Extremely large magnetoresistance induced by hidden three-dimensional Dirac bands in nonmagnetic semimetal InBi

Extremely large positive magnetoresistance (XMR) was found in a nonmagnetic semimetal InBi. Using several single crystals with different residual resistivity ratios ($RRR\mathrm{s}$), we revealed that the XMR strongly depended on the $RRR$ (sample quality). Assuming that there were no changes in effective mass $m^{*}$ and carrier concentrations in these single crystals, this dependence was explained by a semiclassical two-carrier model.

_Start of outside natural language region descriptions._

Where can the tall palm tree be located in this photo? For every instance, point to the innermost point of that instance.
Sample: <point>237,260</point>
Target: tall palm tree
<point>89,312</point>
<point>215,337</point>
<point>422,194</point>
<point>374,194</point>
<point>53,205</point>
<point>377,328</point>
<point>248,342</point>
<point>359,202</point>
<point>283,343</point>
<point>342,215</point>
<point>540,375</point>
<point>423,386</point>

First-principle calculations including the spin-orbit interactions (SOIs) unveiled that InBi had a compensated carrier balance and SOI-induced “hidden” three-dimensional (3D) Dirac bands at the $M$ and $R$ points. Because the small $m^{*}$ and the large carrier mobilities will be realized, these hidden 3D Dirac bands should play an important role for the XMR in InBi. We suggest that this feature can be employed as a novel strategy for the creation of XMR semimetals.

Figure 1

(a) Crystal structure of the layered semimetal InBi. InBi has a cleavage plane between ${\mathrm{InBi}}_4$-tetrahedron layers. Perspective views of the (b) $bc$ plane and (c) $ab$ plane. (d) Grown single crystals of InBi. (e) X-ray diffraction pattern from the cleaved surface of the single crystal. The inset shows the two-dimensional pattern obtained from the x-ray diffraction of the single crystal.

Figure 2

(a)–(c) Temperature dependencies of the $ab$-plane resistivity ${\rho }_{ab}$ under various magnetic fields $H(0–7$ T) in the InBi single crystals with $RRR\mathrm{s}$ of 91, 200, and 271. The inset shows the magnetic-field dependence of the MR for tilt angles $\theta$ from $0^{\circ }$ to ${90}^{\circ }$ for a large-$RRR$ crystal ($RRR\sim 271$) at $T=1.8$ K. (d) Temperature dependence of the MR and the corresponding average carrier mobility ${\mu }_{\mathrm{ave}}^2$ for the crystals with different $RRR\mathrm{s}$ at $H=7$ T, where the applied field is parallel to the $c$ axis. (e) Magnetic-field dependence of the MR for the crystals with different $RRR\mathrm{s}$ at $T=1.8$ K.

Figure 3

(a) MR as a function of $H^2$ for the crystals with different $RRR\mathrm{s}$ of approximately 91, 200, and 271, at $T=1.8$ K, where the applied field is parallel to the $c$ axis. (b) $RRR$ dependence of the average carrier mobility ${\mu }_{\mathrm{ave}}$ at $T=1.8$ K and $H=7$ T. (c) MR as a function of $RR{R}^2$ at $T=1.8$ K and $H=7$ T.

Figure 4

(a) Electronic band structures of InBi (left) without SOI and (right) with SOI. (b) 3D Fermi surfaces, with the tetragonal first Brillouin zone, the symmetry points are labeled according to the standard notation. Enlarged views of the electronic band structure near the Fermi level ($E_{\mathrm{F}}$) around the (c) $M$ and (d) $R$ points (left) without SOI and (right) with SOI. (e) 3D plots of energy versus $xy$ momentum visualizing the hidden 3D Dirac bands around the $M$ and $R$ points with SOI.